Something you forgot to mention about the Mike Oldfield story. The Tubular Bells 2 thing was really only the tip of the Iceberg Richard Branson also tied up the publishing rights to all of Oldfield's releases on the Virgin label to a bullshit 35 year contract, which meant that Oldfield, besides what he was owed in royalties and copyrights, actually saw very little money from his records until 2008. And Oldfield wasn't the only one screwed over by Richard Branson. Branson has a huge track record of f*****g over the bands he's signed to Virgin in one way or another. For example, the members of Gong claim to have never received any payment from the sales of their "Flying Teapot" album. Also, Branson dropped Henry Cow simply because they weren't making any money for the label, probably because Branson refused to have the band's records distributed outside of England, even though they were more popular in continental Europe. Branson also withheld massive royalty payments from XTC, which they only recovered from the label after leaving the label and auditing them. So yeah, Richard Branson is a f*****g bastard, and Mike Oldfield got the best revenge on him.

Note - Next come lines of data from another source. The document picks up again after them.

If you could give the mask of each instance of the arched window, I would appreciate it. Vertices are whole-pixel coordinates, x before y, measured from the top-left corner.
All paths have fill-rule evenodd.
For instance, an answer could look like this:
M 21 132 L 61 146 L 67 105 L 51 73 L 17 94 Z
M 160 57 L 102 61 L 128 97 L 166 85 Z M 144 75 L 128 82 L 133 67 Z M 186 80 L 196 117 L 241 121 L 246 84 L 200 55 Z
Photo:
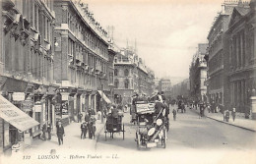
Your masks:
M 114 69 L 114 76 L 118 76 L 118 70 Z
M 114 87 L 115 88 L 119 87 L 119 81 L 118 80 L 114 80 Z
M 125 76 L 125 77 L 128 77 L 128 76 L 129 76 L 129 70 L 128 70 L 128 69 L 125 69 L 125 70 L 124 70 L 124 76 Z
M 129 88 L 129 80 L 124 81 L 124 88 Z

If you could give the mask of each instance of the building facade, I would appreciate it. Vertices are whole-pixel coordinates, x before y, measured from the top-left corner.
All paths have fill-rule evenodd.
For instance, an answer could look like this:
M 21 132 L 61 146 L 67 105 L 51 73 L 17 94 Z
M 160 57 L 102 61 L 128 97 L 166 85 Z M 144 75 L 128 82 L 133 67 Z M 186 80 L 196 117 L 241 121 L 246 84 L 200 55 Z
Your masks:
M 194 101 L 207 101 L 207 62 L 205 55 L 208 44 L 198 44 L 198 51 L 189 68 L 190 96 Z
M 171 87 L 171 98 L 183 97 L 184 99 L 188 99 L 190 96 L 189 87 L 190 83 L 188 79 L 184 80 L 183 82 L 177 84 L 174 84 Z
M 54 11 L 54 60 L 60 63 L 54 79 L 60 84 L 58 103 L 62 108 L 58 113 L 77 121 L 81 112 L 102 109 L 101 97 L 106 97 L 102 94 L 113 93 L 115 53 L 107 32 L 94 19 L 88 5 L 55 0 Z
M 226 100 L 227 108 L 256 119 L 255 108 L 255 0 L 248 5 L 239 4 L 233 9 L 224 40 L 228 52 L 228 87 L 230 95 Z
M 55 124 L 58 85 L 53 79 L 53 1 L 3 0 L 1 14 L 1 98 L 39 123 L 21 132 L 0 118 L 3 151 L 18 141 L 30 144 L 43 124 Z
M 237 5 L 248 6 L 248 3 L 241 1 L 225 1 L 223 4 L 223 11 L 218 14 L 208 34 L 208 98 L 210 103 L 217 103 L 224 106 L 224 83 L 226 83 L 226 71 L 224 57 L 228 54 L 224 51 L 224 35 L 228 28 L 233 8 Z
M 130 104 L 135 93 L 151 96 L 154 79 L 154 72 L 147 69 L 134 50 L 122 49 L 114 60 L 115 103 Z

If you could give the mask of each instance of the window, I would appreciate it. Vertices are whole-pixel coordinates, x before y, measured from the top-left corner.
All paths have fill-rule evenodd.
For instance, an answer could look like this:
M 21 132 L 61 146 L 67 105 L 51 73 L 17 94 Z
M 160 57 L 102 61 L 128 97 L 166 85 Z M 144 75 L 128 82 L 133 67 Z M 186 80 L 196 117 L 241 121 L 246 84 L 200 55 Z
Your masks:
M 124 88 L 129 88 L 129 80 L 124 81 Z
M 129 70 L 128 70 L 128 69 L 125 69 L 125 70 L 124 70 L 124 76 L 125 76 L 125 77 L 128 77 L 128 76 L 129 76 Z
M 118 76 L 118 70 L 114 69 L 114 76 Z
M 115 80 L 115 81 L 114 81 L 114 87 L 115 87 L 115 88 L 118 88 L 118 87 L 119 87 L 119 81 L 118 81 L 118 80 Z

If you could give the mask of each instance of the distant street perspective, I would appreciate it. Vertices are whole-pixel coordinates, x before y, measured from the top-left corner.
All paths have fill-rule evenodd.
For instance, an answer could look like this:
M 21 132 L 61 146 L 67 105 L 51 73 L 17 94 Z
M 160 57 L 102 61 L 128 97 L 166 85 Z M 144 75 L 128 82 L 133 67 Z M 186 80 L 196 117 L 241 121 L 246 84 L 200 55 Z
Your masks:
M 256 0 L 0 6 L 0 164 L 256 163 Z

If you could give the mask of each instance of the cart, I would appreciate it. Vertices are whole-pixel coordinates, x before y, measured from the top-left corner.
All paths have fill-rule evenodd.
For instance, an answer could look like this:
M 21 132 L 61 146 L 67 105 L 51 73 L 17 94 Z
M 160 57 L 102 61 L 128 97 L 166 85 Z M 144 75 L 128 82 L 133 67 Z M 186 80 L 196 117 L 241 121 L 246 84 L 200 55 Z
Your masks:
M 122 133 L 123 139 L 124 139 L 124 124 L 122 123 L 123 115 L 113 116 L 109 114 L 106 117 L 106 123 L 104 126 L 104 133 L 105 133 L 105 140 L 106 140 L 106 134 L 109 133 L 110 137 L 113 138 L 115 133 Z
M 167 133 L 164 109 L 156 113 L 155 103 L 137 102 L 138 127 L 136 130 L 137 148 L 166 147 Z

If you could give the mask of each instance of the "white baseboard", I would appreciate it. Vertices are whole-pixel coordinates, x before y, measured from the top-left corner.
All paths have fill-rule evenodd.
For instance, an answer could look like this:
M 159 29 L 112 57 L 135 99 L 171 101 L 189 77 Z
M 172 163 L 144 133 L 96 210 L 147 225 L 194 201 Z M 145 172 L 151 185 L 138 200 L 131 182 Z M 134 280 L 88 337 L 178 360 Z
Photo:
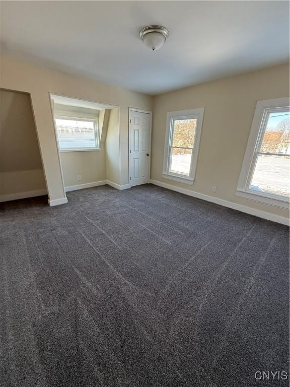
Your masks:
M 104 185 L 105 184 L 107 184 L 107 180 L 102 180 L 100 181 L 95 181 L 93 183 L 79 184 L 78 185 L 70 185 L 68 187 L 65 187 L 65 192 L 68 192 L 69 191 L 76 191 L 77 189 L 83 189 L 85 188 L 97 187 L 98 185 Z
M 35 191 L 9 194 L 7 195 L 0 196 L 0 202 L 10 202 L 11 200 L 17 200 L 18 199 L 25 199 L 27 198 L 34 198 L 36 196 L 43 196 L 47 194 L 46 189 L 37 189 Z
M 168 189 L 176 191 L 177 192 L 180 192 L 180 194 L 184 194 L 184 195 L 188 195 L 189 196 L 192 196 L 194 198 L 197 198 L 199 199 L 206 200 L 207 202 L 211 202 L 213 203 L 215 203 L 215 204 L 219 204 L 221 206 L 224 206 L 225 207 L 228 207 L 229 208 L 232 208 L 233 210 L 237 210 L 238 211 L 245 212 L 246 214 L 249 214 L 251 215 L 258 216 L 259 218 L 267 219 L 267 220 L 271 220 L 272 222 L 276 222 L 277 223 L 281 223 L 282 224 L 285 224 L 286 226 L 289 226 L 289 219 L 287 218 L 284 218 L 283 216 L 274 215 L 273 214 L 270 214 L 265 211 L 261 211 L 260 210 L 255 210 L 253 208 L 247 207 L 246 206 L 242 206 L 241 204 L 234 203 L 233 202 L 228 202 L 227 200 L 220 199 L 218 198 L 213 198 L 212 196 L 205 195 L 203 194 L 199 194 L 198 192 L 192 191 L 190 189 L 186 189 L 184 188 L 177 187 L 175 185 L 172 185 L 171 184 L 167 184 L 167 183 L 163 183 L 161 181 L 158 181 L 157 180 L 151 179 L 150 182 L 155 185 L 159 185 L 160 187 L 167 188 Z
M 122 189 L 127 189 L 128 188 L 130 188 L 129 184 L 124 184 L 123 185 L 120 185 L 118 184 L 116 184 L 116 183 L 113 183 L 112 181 L 110 181 L 109 180 L 107 181 L 107 184 L 109 184 L 109 185 L 111 185 L 111 187 L 116 188 L 117 189 L 119 189 L 120 190 Z
M 48 204 L 51 207 L 54 206 L 59 206 L 60 204 L 65 204 L 67 203 L 67 198 L 61 198 L 60 199 L 54 199 L 54 200 L 49 200 L 48 199 Z

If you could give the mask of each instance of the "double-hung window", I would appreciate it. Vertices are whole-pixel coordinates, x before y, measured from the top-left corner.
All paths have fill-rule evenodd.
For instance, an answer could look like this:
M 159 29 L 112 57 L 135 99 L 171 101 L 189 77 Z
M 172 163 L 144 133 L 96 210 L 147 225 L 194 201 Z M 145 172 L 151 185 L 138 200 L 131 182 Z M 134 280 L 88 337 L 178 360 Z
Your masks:
M 204 108 L 167 113 L 162 176 L 193 184 Z
M 95 150 L 100 149 L 98 119 L 56 116 L 55 123 L 59 150 Z
M 288 98 L 258 101 L 237 195 L 282 207 L 289 207 Z

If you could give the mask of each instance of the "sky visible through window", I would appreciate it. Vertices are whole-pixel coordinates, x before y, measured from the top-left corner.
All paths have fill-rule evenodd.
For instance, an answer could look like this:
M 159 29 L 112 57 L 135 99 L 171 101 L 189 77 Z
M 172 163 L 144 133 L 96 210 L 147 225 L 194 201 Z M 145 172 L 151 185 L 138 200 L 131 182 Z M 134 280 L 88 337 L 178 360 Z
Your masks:
M 259 151 L 250 188 L 289 196 L 290 112 L 269 114 Z
M 56 118 L 55 122 L 60 149 L 96 147 L 93 121 Z

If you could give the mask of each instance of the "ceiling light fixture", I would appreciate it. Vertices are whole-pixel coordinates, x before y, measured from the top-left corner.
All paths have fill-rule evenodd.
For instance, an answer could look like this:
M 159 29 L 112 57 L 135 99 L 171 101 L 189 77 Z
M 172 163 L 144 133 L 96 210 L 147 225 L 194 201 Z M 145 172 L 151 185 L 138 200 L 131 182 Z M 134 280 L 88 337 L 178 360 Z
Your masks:
M 169 31 L 161 26 L 148 26 L 141 30 L 139 35 L 146 46 L 155 51 L 163 45 L 169 36 Z

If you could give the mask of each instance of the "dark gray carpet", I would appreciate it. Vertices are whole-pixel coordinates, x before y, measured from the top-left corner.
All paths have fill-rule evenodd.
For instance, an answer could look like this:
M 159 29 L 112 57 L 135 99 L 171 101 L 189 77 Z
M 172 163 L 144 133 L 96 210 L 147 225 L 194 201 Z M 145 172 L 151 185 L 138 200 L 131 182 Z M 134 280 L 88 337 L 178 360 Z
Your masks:
M 288 370 L 286 226 L 151 185 L 67 197 L 2 206 L 1 387 L 288 385 L 254 377 Z

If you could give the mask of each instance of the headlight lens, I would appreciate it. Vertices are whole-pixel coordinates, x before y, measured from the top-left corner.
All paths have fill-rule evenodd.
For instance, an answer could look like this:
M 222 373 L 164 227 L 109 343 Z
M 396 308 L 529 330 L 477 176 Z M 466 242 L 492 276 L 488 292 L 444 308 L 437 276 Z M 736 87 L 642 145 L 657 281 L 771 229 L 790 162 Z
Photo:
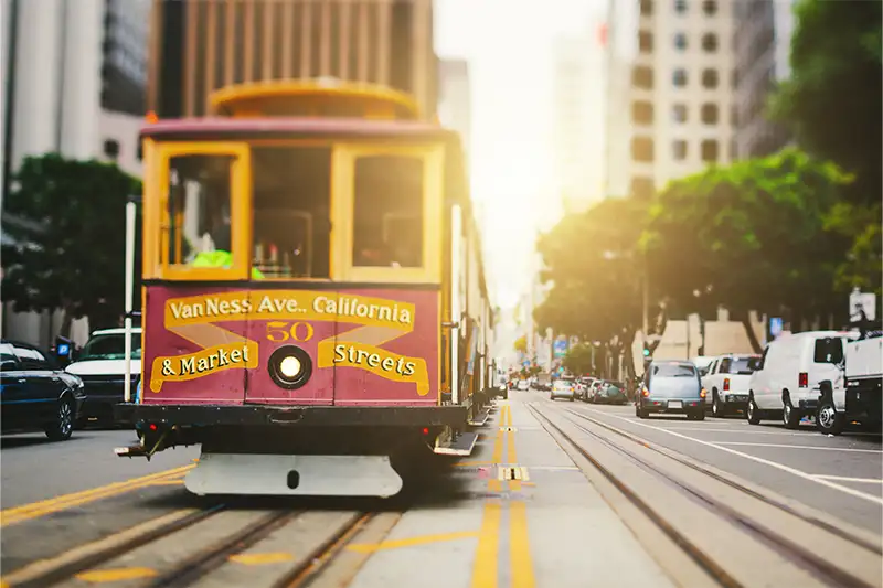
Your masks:
M 285 345 L 269 356 L 267 372 L 280 388 L 297 389 L 310 378 L 312 360 L 302 349 Z

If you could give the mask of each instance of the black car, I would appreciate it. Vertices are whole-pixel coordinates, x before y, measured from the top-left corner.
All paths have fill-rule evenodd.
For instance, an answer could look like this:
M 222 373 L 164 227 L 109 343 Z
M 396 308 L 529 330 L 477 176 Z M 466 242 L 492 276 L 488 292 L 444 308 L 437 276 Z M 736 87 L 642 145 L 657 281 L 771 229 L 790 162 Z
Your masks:
M 705 391 L 696 366 L 690 362 L 650 363 L 638 392 L 635 415 L 639 418 L 651 413 L 674 413 L 693 420 L 705 419 Z
M 85 399 L 83 381 L 63 372 L 39 349 L 0 341 L 2 430 L 43 430 L 53 441 L 71 438 Z

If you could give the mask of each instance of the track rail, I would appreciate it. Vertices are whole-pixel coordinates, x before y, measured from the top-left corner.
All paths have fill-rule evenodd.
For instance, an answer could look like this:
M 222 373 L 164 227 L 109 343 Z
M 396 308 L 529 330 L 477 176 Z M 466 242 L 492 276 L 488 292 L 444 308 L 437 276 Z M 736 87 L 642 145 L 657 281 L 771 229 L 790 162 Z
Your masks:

Reply...I never thought I'd see Gong mentioned in an article on Cracked. Or anywhere else for that matter.
I read an article on Steve Hillage (ex-Gong guitarist) a few years back, in which he summed up Branson perfectly: "He had that gift of taking you to the cleaners, but you still loved the guy.)
And ah yes, XTC ... who finally prevailed by following Zappa's advice: "It always pays to audit!"